Research Areas

Biography

He received the degree of Mechanical Engineer (with highest honors) from the Stevens Institute of Technology, Hoboken, NJ, 1955; and his M.S. in Electrical Engineering and Ph.D. in Electrical Engineering and Physics, in 1957 and 1962, respectively, at the California Institute of Technology, Pasadena, CA. From 1955 to 1962 he was a member of the technical staff at the Hughes Aircraft Company, Culver City, California. In 1962, he joined the Electrical Engineering faculty at UC Berkeley. His initial research and teaching on the physics of integrated-circuit devices led to collaboration with Dr. Theodore I. Kamins of Hewlett-Packard Laboratories in writing Device Electronics for Integrated Circuits, first published by John Wiley & Sons in 1977, with a 2nd edition in 1986, and a 3rd edition appearing in 2002.

Dr. Muller changed his research focus in the late 1970s to the general area now known as microelectromechanical systems (MEMS), and he joined in 1986 with colleague Professor Richard M. White to found the Berkeley Sensor & Actuator Center (BSAC), an NSF/Industry/University Cooperative Research Center.

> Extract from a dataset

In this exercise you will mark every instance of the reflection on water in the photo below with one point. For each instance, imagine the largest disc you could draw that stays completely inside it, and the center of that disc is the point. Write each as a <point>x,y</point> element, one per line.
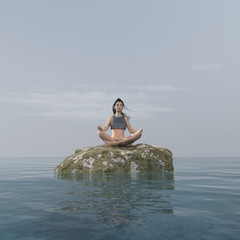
<point>119,199</point>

He has been awarded: the NATO and Fulbright Research Fellowships; an Alexander von Humboldt Senior-Scientist Award; the UC Berkeley Citation (1994); the Stevens Institute of Technology Renaissance Award (1995); the Transducers Research Conference Career Achievement Award (1997), the IEEE Cledo Brunetti Award (with Roger T. Howe, 1998) and an IEEE Millennium Medal (2000). He is a member of the National Academy of Engineering, a Life Fellow of the IEEE, and has served as an IEEE Distinguished Lecturer. In 1990, he proposed to IEEE and ASME the creation of a MEMS technical journal, which began publication in 1991 as the IEEE/ASME Journal of Microelectromechanical Systems (IEEE/ASME JMEMS). Professor Muller is the author or co-author of more than 300 research papers and technical presentations and of 19 issued patents.